Some of the affected employees were informed almost at the same time as the public and many of the affected positions were eliminated immediately. The 500 jobs eliminated are at all levels of store support and include various management positions.

“Our business is at an inflection point, with growing pressures — from new costs and new competition — and with many opportunities to grow and evolve,” CEO Sarah Davis said, adding the company remains committed to reducing costs and running efficiently.

Loblaw also suggested previously it would be forced to reduce costs following the Ontario minimum wage increase (see here).

Upon hearing these CEOs, one would believe that business has never been that good and promising since they started cutting jobs. That’s to wonder why they hired staff to begin with!

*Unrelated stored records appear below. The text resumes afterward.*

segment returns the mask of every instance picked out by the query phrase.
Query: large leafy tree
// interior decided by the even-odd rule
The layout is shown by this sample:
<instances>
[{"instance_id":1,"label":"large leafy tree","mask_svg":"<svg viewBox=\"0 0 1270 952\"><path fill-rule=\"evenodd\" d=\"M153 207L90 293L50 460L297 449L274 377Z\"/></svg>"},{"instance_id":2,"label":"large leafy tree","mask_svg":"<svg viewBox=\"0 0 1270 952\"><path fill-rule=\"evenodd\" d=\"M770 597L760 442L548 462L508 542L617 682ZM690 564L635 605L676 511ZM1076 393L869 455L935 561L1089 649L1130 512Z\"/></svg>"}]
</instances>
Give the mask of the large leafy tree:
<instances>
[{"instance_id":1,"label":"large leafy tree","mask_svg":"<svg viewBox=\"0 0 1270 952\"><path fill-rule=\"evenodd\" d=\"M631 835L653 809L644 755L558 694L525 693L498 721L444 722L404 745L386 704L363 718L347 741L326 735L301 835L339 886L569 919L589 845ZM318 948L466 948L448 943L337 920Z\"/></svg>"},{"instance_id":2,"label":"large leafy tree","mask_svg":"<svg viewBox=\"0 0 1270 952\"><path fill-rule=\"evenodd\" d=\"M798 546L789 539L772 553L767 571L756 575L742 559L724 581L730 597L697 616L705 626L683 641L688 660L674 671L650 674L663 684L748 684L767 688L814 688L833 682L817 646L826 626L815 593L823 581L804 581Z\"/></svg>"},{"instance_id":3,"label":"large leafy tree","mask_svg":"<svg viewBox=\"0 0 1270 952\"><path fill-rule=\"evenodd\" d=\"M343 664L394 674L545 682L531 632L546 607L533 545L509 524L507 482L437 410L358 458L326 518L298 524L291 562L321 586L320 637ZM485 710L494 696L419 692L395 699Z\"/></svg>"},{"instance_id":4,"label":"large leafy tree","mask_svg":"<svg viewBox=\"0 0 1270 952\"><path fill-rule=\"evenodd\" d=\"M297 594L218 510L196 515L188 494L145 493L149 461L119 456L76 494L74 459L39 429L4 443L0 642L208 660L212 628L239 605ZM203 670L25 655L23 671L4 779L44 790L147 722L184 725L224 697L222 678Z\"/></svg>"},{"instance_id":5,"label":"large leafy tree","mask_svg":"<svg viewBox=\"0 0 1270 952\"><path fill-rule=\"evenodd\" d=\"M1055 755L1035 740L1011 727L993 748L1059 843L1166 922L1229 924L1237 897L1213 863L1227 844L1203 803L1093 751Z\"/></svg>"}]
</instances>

Joking aside, the synchronicity of these announcements, especially the last two, in less than a week, is striking. It is certainly sending a strong message to the Ontario government which always rejected criticism that its excessive minimum wage increase could kill jobs.

While Sobey’s has ambitious plans to cut costs through a major restructuring of its management and decision-making process, Metro is sticking to greater automation for the time being. As for Loblaws, its layoffs announcement is certainly the most aggressive and the one that denotes the greatest sense of urgency. Is their situation that bad?

Of course, minimum wage aside, we all know that the traditional supermarket business model is under pressure and that demand is stagnant, even slightly weakening, and above all facing increased competition (Costco, Walmart, but also everywhere where ready-to-eat is now sold, in c-stores, for example). They have no choice but to look for growth internally, by providing the same level of products and services to customers but at a lower cost.

Now, all these announcements were made in a not-so-bad economy. What would it be should we experience an (overdue?) economic recession? Certainly quite ugly, for sure.